Our next focal point is around Montélimar – and that will be our last stop, but like the river, the path continues, through Avignon and Arles, through the Camargue, and down to the Mediterranean.
A boost to tourism
Over half the ViaRhôna is on car-free bike paths, the rest on quiet roads, so it suits all kinds of users. Among the regulars is Eric Bourry, president of Handisport Montélimar, who pedals his handbike along the path several times a week.
“ViaRhôna is all about safety. It allows me to go handbiking on my own, or with friends, and it’s secure, it’s really peaceful,” he says.
Montélimar is famous for its nougat, and near the ViaRhôna we popped in to the Arnaud Soubeyran museum and kitchen. This family-run business exports all around the world, but strives to use locally sourced honey and nuts to make its nougat as authentic as possible.
“We work above all with local producers. Both because we think it’s pretty normal – if we want honey to keep on being produced in our area, then we have to buy it – and also because we believe, with a bit of patriotism, that our honey is the best!” says Didier Honnoré, manager of Nougat Arnaud Soubeyran.

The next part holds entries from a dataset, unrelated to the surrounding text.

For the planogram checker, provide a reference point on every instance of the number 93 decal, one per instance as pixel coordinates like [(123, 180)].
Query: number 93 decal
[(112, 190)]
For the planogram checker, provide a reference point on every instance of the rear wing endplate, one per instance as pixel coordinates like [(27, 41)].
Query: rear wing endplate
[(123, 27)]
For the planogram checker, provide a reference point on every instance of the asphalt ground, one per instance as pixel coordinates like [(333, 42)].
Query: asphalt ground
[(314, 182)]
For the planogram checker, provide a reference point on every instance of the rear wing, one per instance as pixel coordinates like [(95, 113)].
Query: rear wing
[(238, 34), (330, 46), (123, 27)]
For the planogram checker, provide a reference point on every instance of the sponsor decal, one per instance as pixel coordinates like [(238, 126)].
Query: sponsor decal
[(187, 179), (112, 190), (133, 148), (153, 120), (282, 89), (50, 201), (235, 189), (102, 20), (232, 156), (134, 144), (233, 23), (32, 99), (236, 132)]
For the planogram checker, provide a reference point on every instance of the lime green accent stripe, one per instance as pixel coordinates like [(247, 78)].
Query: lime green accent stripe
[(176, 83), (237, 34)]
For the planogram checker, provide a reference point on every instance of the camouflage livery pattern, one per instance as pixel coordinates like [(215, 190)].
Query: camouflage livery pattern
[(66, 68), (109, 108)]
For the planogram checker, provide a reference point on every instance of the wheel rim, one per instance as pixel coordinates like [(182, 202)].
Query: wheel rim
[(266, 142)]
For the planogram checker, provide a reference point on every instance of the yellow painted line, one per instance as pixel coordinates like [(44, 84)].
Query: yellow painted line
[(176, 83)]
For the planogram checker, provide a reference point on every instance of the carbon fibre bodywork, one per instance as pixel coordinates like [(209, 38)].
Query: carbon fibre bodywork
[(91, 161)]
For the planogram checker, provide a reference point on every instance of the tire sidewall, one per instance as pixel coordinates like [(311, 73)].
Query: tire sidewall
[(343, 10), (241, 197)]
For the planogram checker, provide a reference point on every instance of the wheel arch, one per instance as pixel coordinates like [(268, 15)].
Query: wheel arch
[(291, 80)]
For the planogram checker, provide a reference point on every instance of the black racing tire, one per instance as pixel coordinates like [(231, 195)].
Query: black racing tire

The ViaRhôna project has been shown to be a boost to local tourism, as cyclists spend more time – and money – in the region.
“A tourist on the ViaRhôna spends a lot more than a tourist in a car. A tourist in a car spends on average 45 euros per day. A tourist cycling here spends 70 euros a day – so it brings business, and it promotes our great region, especially the Rhône valley,” says Nicolas Daragon, vice-president of the Auvergne-Rhône-Alpes Region.